Amy was one of my all-time favorites. Her faith is deep, she makes me crack up laughing, and our coffees often extend into hours. This time was no different. Chat chat chat, we went.
Then it happened. The conversation turned to her church, and she began to share how much she and her husband were enjoying their ‘small group’. Cheerfully, she began to describe the group: A group of couples. Each of the couples was so supportive, deeply connected to God, and yet there were no pretences there, they were very real about their struggles. She went on to describe how much they did together and the meals they had on Saturday nights.
This beautiful friend of mine was sharing with me her blessing. I knew the back story: She and her husband had previously struggled to build a couples social life. Given that, I should have been thrilled for her. But you know what? At the risk of sounding like a terrible person, I'm going to tell you: Something appeared in my heart that wasn’t of God. It was a prickle. A thorn. It bubbled up and I felt myself go Grr.

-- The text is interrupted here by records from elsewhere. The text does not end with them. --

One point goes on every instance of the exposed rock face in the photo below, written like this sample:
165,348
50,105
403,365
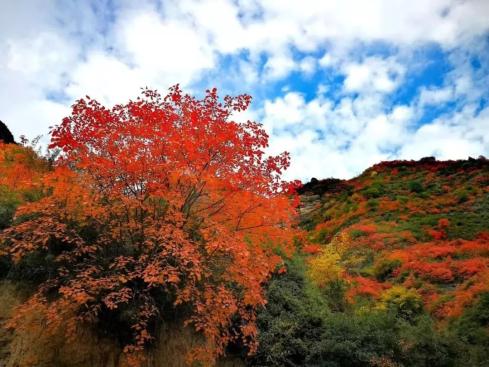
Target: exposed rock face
5,134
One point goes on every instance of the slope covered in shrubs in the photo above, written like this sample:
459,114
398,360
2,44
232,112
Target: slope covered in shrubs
396,262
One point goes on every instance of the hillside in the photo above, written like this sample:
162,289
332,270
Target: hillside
394,272
422,225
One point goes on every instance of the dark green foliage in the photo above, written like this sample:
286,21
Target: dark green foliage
472,330
8,204
356,341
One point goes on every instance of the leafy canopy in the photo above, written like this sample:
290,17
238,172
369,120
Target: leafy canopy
160,207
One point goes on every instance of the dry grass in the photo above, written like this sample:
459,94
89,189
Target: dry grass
33,346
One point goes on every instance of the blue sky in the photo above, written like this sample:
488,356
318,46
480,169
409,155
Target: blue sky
340,84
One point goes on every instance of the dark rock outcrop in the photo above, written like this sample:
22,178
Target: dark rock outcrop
5,134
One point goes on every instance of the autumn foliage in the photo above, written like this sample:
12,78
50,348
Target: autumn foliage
157,209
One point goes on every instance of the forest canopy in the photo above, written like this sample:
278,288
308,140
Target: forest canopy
161,208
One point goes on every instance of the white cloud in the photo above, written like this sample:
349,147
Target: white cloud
373,74
55,52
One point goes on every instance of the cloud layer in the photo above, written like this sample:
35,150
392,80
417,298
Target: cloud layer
339,84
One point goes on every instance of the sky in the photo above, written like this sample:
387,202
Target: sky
340,84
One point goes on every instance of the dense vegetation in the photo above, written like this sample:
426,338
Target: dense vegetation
158,212
158,233
395,273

Envy. From my struggles of attending church alone I’m sorry to say that some unhealed prickles in my heart came to the surface. Uggh.
Envy hit me; and I could have batted it away. But instead I fed it a little. I sat there at that café table and began to feel it: Frustrated with the church social scene -- Well, frustrated with my inability to take part in it.
I suspect a few who are reading this can imagine the prickles. As SUMites we struggle to fit. We don’t blend easily with the couples crowd at church, and social events can be no-go zones. But that being what it is, once I got home I realized something from this café-table moment: I realized that I need to learn to be gracious within my own circumstances. I had a friend in front of me and she deserved my cameraderie.
Importantly, God tells me to LOVE.
“And now abide faith, hope, love, these three; but the greatest of these is love.” (1 Corinthians 13:13, NKJV).
In fact, God is love. And then, here's the deal: 1 Corinthians 13:4 says "Love does not envy." Love does not envy. I suppose when we envy we are not appreciating our own blessings, and we are failing to rejoice with others.
"Rejoice with those who rejoice." (Romans 12:15, NIV)
Putting this together, then, I have a way forward: The next time my dear friend shares with me her blessing of this small group (which is a blessing), I'm going to do something different: Celebrate it!
This is just one story of my own, but I thought it was a good way of introducing our next series for September. Starting next Friday, the series is going to be called Did I Learn to Love? and we'll be taking some of the words from 1 Corinthians 13 to chat about what they look like practically in our circumstances: SUM circumstances.
“Love suffers long and is kind; love does not envy; love does not parade itself, is not puffed up; does not behave rudely, does not seek its own, is not provoked, thinks no evil; does not rejoice in iniquity, but rejoices in the truth; bears all things, believes all things, hopes all things, endures all things.” (1 Corinthians 13:4-7, NKJV)
In these posts there might be the odd war story or two. After all, SUM living has a lot of material to work with, and it's pretty edgy. Our love challenge is not just about our spouses; it's also about learning to love the church, and others. So, let’s fasten our seatbelts ready for next Friday. Before then, though, Lynn and Ian will be back on Monday and Wednesday.
Which of those words in the passage above (1 Corinthians 13:4-7) is most challenging for you, and why? I'd love to hear a little of your own experiences.